ただこの議論は、そもそも奇妙だ。二酸化炭素の排出量削減に優れた企業がひっぱりだこになるのであれば、誰もが積極的に二酸化炭素の排出量削減に取り組む。該当コストの負担を押し付け合っている状況は、そもそも企業人が二酸化炭素の排出を減らしても意味がない、といっているように思える。
環境が重要だと人々はいっているものの、Z世代はファストファッションで何枚もの衣類を購入する。企業人も、企業活動を担うときにはSDGsと叫んでいるが、生活者に戻るとSDGsにかかわらず安価な商品を買う。人間とはそういうものだ、といってしまえばそれまでだが、なにかひっかかる。
ECサイトTemuの大躍進
現在、ECサイトのTemuが話題になっている。動画やテレビCMでも、このところ見た人は多いだろう。先日はスーパーボウルのCMがニュースになった。Temu自体は、どのように表現していいかわからない。衣類や雑貨を中心とした激安ECといっておけばいいだろうか。このところ急速に知名度をあげている。

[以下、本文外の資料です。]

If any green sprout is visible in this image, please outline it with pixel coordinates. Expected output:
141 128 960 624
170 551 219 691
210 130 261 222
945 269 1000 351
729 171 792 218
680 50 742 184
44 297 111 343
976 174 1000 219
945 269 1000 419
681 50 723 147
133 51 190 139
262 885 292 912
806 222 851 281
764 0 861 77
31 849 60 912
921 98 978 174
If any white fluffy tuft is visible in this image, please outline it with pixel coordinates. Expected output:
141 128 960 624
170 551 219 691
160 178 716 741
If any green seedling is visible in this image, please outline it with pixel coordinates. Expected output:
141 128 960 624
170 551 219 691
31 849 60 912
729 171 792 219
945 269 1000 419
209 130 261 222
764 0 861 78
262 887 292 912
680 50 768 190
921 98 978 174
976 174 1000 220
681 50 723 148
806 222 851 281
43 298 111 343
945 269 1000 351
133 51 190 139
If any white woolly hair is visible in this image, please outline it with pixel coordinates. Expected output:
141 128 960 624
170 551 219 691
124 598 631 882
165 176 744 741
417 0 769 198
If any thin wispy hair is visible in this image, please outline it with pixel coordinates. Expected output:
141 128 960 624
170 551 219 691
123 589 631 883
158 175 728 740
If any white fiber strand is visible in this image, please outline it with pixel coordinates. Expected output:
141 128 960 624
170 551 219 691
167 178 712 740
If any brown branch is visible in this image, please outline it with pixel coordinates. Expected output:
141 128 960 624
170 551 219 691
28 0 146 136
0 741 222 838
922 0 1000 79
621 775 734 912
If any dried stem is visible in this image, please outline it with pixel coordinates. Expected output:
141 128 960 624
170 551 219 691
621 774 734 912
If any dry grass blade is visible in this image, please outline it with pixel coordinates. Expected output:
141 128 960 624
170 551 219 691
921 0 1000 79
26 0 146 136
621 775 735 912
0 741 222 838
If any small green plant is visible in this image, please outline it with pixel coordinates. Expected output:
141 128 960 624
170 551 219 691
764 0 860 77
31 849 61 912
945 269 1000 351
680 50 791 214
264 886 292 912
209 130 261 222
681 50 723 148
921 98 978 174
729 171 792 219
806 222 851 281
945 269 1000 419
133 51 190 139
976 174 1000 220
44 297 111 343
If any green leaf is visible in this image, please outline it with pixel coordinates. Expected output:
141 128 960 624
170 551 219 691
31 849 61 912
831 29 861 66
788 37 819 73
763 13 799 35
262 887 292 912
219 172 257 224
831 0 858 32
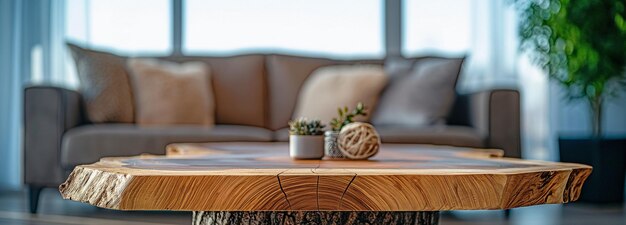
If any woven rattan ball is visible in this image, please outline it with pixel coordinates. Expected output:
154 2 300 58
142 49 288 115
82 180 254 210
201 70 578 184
337 122 380 159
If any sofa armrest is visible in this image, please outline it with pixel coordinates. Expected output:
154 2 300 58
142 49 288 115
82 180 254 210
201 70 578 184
23 86 83 186
467 89 522 158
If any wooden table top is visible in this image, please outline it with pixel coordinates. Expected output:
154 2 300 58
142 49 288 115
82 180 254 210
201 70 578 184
59 143 591 211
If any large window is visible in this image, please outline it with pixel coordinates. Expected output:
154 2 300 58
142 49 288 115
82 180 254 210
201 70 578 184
183 0 384 57
402 0 474 56
65 0 172 54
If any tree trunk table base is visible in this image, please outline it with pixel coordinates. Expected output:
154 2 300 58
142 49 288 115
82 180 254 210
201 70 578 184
192 211 439 225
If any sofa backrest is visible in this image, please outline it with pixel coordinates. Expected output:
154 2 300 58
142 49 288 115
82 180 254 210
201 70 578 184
161 54 267 127
265 55 383 130
160 54 383 130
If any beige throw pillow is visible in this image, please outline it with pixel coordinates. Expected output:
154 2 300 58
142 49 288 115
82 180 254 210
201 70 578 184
292 65 387 123
372 57 464 127
128 59 215 127
67 43 133 123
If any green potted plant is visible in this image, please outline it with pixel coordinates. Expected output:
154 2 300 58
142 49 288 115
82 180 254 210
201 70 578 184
324 102 367 158
289 118 324 159
515 0 626 202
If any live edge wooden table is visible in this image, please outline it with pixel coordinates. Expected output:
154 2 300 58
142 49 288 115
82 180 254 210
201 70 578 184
60 143 591 225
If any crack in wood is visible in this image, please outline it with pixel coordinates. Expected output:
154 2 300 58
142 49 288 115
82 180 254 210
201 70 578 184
338 173 357 208
315 176 320 211
276 170 291 210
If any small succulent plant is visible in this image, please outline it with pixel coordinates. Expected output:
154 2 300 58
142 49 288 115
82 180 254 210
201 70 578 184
289 118 325 135
330 102 367 131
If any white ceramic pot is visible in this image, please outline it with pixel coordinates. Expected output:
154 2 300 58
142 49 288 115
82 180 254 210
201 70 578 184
289 135 324 159
324 130 345 159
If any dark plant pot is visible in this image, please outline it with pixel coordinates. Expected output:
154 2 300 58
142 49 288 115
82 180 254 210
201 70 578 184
559 137 626 203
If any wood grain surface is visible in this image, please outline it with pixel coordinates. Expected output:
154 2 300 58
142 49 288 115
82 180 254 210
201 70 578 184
60 143 591 211
192 211 439 225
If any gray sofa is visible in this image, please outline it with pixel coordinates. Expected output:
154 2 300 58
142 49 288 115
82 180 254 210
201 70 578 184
24 55 521 212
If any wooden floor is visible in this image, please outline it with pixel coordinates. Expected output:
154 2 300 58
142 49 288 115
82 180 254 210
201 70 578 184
0 189 626 225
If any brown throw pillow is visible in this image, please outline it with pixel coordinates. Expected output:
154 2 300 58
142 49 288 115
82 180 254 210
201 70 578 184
292 65 387 123
67 44 133 123
372 58 463 127
128 59 215 127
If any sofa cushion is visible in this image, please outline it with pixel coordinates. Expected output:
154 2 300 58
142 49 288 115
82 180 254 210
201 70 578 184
266 55 382 130
61 124 272 168
128 58 215 127
161 55 267 127
372 58 463 127
376 126 485 148
67 44 133 123
292 64 387 124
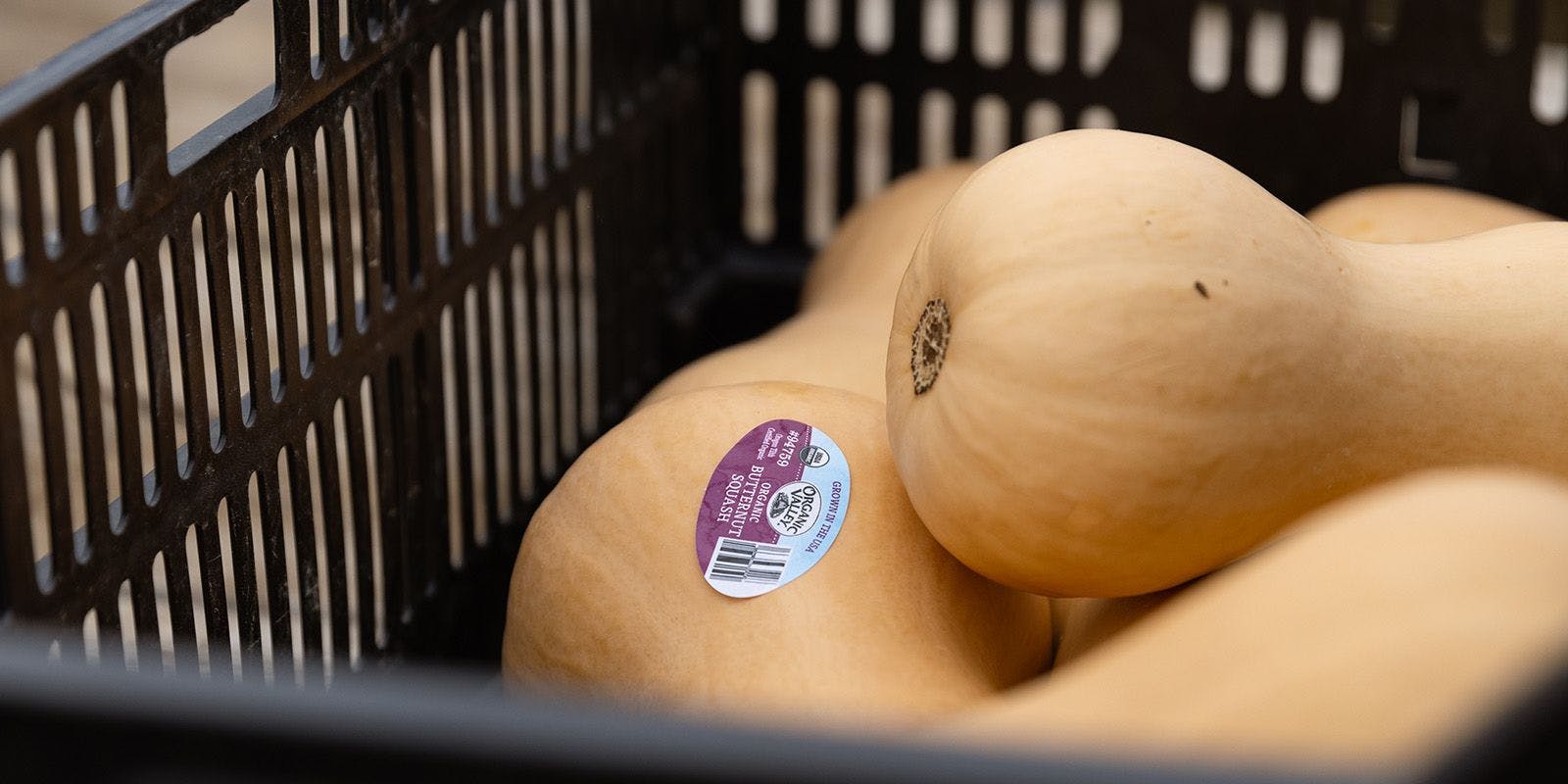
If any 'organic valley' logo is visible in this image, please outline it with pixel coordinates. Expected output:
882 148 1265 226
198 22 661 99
768 481 821 536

該当のサイトを見ると、つねにセール、90%オフ、コスパ最強、数量限定クリアランス……といった言葉が並ぶ。そのほとんどが価格しか訴求性をもっていないと告白しているようで、実に清々しい。同アプリのキャッチフレーズ「億万長者気分でお買い物」はきわめて言い得て妙だ。90%オフといった表現を見るたびに、「そもそもその金額だったんじゃないのか。景品表示法的に大丈夫なのかよ」と私は笑ってしまったほどだ。
Temuのビジネスモデルは明確だ。中国中にはりめぐらされたサプライチェーンを有し、調達から製造・出荷までを一貫して管理する。これによりコストを引き下げる。同社自体は在庫をもたずにリスクを軽減している。同社はアプリを開発し、売れる商品を探し、企画し、マーケティングを工夫し顧客数を最大化する。